A total of 241 cerebral meningioma cases were identified. Most (97.0%) of the matched skin tumor controls were diagnosed with melanoma with a majority having a diagnosis of low cumulative sun damage melanoma (histology code 8743/3, 33.7%), malignant melanoma not otherwise specified (8720/3, 32.7%), or melanoma in situ (8720/2, 21.0%) (Table 1). A majority (89.3%) of non-meningioma brain tumor controls were diagnosed with gliomas; specifically, most were diagnosed with glioblastoma not otherwise specified (histology code 9440/3, 41.1%), astrocytoma (9400/3 and 9401/3, 23.5%), or malignant glioma (9380/3, 6.0%). Lastly, a majority (93.8%) of breast tumor controls were diagnosed with ductal or lobular neoplasms, specifically infiltrating duct carcinoma (histology code 8500/3, 61.2%), non-infiltrating intraductal carcinoma (8500/2, 9.9%), lobular carcinoma (8520/3, 6.6%), or infiltrating duct and lobular carcinoma (8522/3, 5.9%).
The mean age of the cases was 59.6 years; further, cases were slightly over half (58.6%) of white race, mostly (73.6%) lived in a metropolitan area, had commercial insurance (71.4%), and on average had two comorbidities (Elixhauser comorbidity mean score 2.3) (Table 2).
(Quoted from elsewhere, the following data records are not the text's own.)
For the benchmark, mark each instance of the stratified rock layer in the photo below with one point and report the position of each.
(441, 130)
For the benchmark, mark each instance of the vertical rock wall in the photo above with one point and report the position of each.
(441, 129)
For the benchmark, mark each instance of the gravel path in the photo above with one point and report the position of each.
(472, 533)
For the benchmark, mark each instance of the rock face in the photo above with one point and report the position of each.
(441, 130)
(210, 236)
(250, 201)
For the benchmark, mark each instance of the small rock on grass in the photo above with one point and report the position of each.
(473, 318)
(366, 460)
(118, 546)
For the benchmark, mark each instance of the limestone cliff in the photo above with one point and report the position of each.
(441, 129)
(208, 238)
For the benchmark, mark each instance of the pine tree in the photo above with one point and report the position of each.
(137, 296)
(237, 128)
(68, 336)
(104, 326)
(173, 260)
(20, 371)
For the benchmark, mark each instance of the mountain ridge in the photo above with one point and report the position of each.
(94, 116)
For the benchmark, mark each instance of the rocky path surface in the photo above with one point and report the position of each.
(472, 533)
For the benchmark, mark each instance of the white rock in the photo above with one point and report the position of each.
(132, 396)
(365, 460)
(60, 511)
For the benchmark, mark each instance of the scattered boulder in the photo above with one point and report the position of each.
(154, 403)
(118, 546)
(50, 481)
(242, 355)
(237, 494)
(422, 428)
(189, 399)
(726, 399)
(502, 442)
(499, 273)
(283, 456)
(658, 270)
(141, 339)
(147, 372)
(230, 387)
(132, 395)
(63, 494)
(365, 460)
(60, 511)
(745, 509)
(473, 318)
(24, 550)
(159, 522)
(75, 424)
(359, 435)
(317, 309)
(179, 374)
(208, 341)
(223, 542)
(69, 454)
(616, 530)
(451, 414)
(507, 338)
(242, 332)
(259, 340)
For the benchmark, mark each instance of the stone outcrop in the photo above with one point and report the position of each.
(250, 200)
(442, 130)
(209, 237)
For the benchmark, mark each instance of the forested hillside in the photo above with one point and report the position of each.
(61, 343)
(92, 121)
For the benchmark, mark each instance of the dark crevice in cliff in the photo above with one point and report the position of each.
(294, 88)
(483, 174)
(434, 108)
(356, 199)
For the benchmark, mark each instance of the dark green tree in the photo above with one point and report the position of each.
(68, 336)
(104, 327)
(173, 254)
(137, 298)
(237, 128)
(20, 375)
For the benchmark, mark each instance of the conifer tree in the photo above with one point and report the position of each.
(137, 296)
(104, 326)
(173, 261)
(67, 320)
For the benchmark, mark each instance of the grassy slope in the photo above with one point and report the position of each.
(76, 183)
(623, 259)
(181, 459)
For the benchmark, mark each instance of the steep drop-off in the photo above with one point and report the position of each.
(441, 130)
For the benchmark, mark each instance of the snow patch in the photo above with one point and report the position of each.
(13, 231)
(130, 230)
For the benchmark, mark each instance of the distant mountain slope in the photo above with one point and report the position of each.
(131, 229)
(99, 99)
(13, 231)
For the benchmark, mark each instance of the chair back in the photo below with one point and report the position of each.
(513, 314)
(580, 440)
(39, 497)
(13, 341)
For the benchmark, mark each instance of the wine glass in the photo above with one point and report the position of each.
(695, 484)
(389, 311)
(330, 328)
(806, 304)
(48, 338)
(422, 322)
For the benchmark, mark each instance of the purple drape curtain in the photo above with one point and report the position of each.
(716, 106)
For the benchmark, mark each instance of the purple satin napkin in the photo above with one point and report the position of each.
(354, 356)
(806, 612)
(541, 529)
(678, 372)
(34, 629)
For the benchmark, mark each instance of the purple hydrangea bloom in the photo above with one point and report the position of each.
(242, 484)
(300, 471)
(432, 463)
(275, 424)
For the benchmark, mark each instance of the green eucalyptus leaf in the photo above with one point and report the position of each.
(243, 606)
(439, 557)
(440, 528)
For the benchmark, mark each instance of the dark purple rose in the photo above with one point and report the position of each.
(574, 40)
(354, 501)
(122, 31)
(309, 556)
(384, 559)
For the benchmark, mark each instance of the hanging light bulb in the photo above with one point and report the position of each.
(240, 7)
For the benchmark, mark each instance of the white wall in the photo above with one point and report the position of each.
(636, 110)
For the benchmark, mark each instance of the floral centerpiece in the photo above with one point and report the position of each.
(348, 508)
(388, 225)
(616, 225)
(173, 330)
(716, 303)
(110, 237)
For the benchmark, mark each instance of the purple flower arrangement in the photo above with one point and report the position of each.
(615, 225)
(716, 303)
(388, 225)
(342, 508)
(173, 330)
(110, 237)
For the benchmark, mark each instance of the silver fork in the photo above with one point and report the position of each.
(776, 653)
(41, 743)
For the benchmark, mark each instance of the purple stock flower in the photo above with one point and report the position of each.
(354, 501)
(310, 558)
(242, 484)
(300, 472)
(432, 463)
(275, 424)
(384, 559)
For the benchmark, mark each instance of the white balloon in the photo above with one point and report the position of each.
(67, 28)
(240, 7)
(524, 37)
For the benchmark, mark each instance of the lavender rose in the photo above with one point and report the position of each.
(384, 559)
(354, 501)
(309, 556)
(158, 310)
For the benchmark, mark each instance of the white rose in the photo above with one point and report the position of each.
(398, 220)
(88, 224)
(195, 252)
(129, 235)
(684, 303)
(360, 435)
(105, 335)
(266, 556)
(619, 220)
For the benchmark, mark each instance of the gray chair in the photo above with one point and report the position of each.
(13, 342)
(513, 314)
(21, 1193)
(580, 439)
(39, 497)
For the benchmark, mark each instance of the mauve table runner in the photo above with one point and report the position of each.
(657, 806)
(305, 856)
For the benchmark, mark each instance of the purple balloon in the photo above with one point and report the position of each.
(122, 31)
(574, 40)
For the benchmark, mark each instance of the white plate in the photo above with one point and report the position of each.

Compared to brain tumor controls, cases were older, more likely to be of non-white race, and have Medicare or Medicaid insurance coverage, but cases had a lower Elixhauser comorbidity score (Table 2). When compared to breast tumor controls, cases were more likely to live in a micropolitan area, more likely to be uninsured, and had a higher Elixhauser comorbidity score (mean 2.3 vs. 1.4). Finally, compared to skin tumor controls, cases were far less likely to be white (58.6% vs. 95.3%, 95% CI 93.5–97.0%), less likely to have commercial insurance, and had a higher Elixhauser comorbidity score on average (2.3 vs. 1.2).
Across the bootstrap cycles, 1.1% (95% CI 0.6–1.7%) of controls on average were exposed to dMPA at any point prior to their tumor diagnosis, and 5.4% (95% CI (4.2–6.8%)) were exposed to levonorgestrel combinations or norethindrone. In crude models, any exposure to dMPA was associated with 2.75-fold increased odds of being diagnosed with cerebral meningioma relative to the non-active comparator group (OR 2.75, 95% CI 1.69–5.56) and a two-fold increase when compared to an active comparator (OR 2.08, 95% CI 1.17–4.26). These associations, however, became non-significant in fully adjusted models (active comparator: OR 1.16, 95% CI 0.54–2.95; non-active comparator: OR 1.91, 95% CI 0.99–4.50) (Table 3). Exposure to dMPA within one year of the case date was associated with, in fully adjusted models, an over three-fold increased association being a case (OR 3.27, 95% CI 1.19–9.89) compared to an active comparator and 6.7-fold increased odds of being a case compared to a non-active comparator (OR 6.71, 95% CI 2.69–18.09). For exposure within two years, only the association for dMPA exposure compared to a non-active comparator was significantly increased (OR 3.73, 95% CI 1.75–9.82).
In the leave-one-out sensitivity analysis, associations for the active and non-active comparators were similar across the controls left out (Figure 2). For exposure within one year, associations were stronger for both comparator groups when excluding brain tumor controls. A similar pattern was observed for exposure within two years. For all comparisons, associations within the same exposure period and comparator group were similar across the leave-one-out models.

4. Discussion

4.1. Principal Findings

In this single-center study investigating the association between dMPA exposure and cerebral meningioma diagnosis, no significant association was observed for any prior dMPA exposure. However, there was a significant association for dMPA exposure compared to a non-active comparator within two years prior to tumor diagnosis. Additionally, exposure within one year was significant when compared to an active and non-active comparator of levonorgestrel or norethindrone. Across tumor control types, the associations were the strongest when brain tumor controls were excluded, and associations were similar in comparisons of cases with the exclusion of either breast tumor or skin tumor controls.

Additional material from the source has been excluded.